La prima fase del trattamento a cui si sottopongono consiste nel rivivere la propria esperienza traumatica grazie ad una pillola e un super computer, denominato Gertie, atto a condurre e pilotare i personaggi all’interno delle proprie esperienze personali, immersi in una dimensione virtuale, senza, tuttavia, poter cambiare il corso degli avvenimenti.
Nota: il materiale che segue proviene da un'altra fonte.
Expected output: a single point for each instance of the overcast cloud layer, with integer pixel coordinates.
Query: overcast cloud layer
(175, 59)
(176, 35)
Annie risulta già essere dipendente dal farmaco, sperimentato anche prima della terapia: “Ogni giorno prendo la pillola per ri-vivere il peggior giorno della mia. E finisce sempre con la peggior cosa che mi sia mai capitata. E lo adoro”. Annie è bloccata in una coazione a ripetere e non riesce a sfuggire al continuo ripetersi del trauma, tanto da esserne ormai assuefatta, verso un istinto autodistruttivo. Secondo quanto teorizzato da Cathy Caruth essere traumatizzati significa “essere posseduti da un’immagine o un evento” assimilato “solo ritardatamente nel ripetuto possesso della persona che lo esperisce”.L’esperienza traumatica non è stato esperita completamente dal soggetto nel momento del suo accadimento e questo provoca una riemersione attraverso i sintomi di una dissociazione come flashback, allucinazioni, fobie e incubi. In un mondo distopico dominato dalla tecnologia e dal mercato, l’esperienza traumatica viene ripetuta e rivissuta attraverso un farmaco. Tuttavia, se da una parte la pillola A promuove un acting out dell’esperienza traumatica, ovvero una ripetizione che non prevede un tentativo di rottura con la fissazione del trauma, la seconda fase del trattamento permette di elaborare cognitivamente l’evento attraverso un processo di superamento dell’esperienza, in linea con il modello del “working through” teorizzato da Dominick LaCapra.

I soggetti della serie vengono esposti attraverso ambienti virtuali che rappresentano una figurazione dei propri traumi e una spazializzazione del proprio subconscio al fine di rivisitare le memorie represse. In ogni simulazione vengono inseriti elementi presi dalle esperienze vissute dai personaggi, tratti che li ricollegano al mondo reale dal punto di vista mnemonico, percettivo e sensoriale. La moltitudine di ambienti in cui si immergono i protagonisti risponde esplicitamente alle caratteristiche di differenti generi cinematografici, dal gangster movie alla black comedy, dalla spy story al fantasy.

Universi disseminati da enigmi che devono essere risolti per fare in modo che i personaggi possano districarsi dai vincoli della memoria traumatica. Le memorie di Owen e Annie continuano ad interscambiarsi, memorie protesiche secondo quanto concettualizzato da Alison Landsberg, memorie senza una base organica, artificiali, esperienze che l’individuo non ha vissuto ma che derivano dall’incontro con le tecnologie dei mezzi di comunicazione di massa, rappresentazioni mediate dal cinema, dalla televisione e dal web. Solo a quel punto i personaggi riescono ad elaborare cognitivamente l’esperienza traumatica, dimenticando l’evento e abbandonando i fantasmi del proprio passato da cui erano perseguitati.

Riferimenti bibliografici
C. Caruth, Trauma. Exploration in memory, The John Hopkins University Press, Baltimora e Londra 1995.
D. LaCapra, Representing the Holocaust, Cornell University Press, Ithaca e Londra 1994.
A. Landsberg, Prosthetic Memory: The Trasformation of American Remembrance in the Age of Mass Culture, Columbia University Press, New York 2004.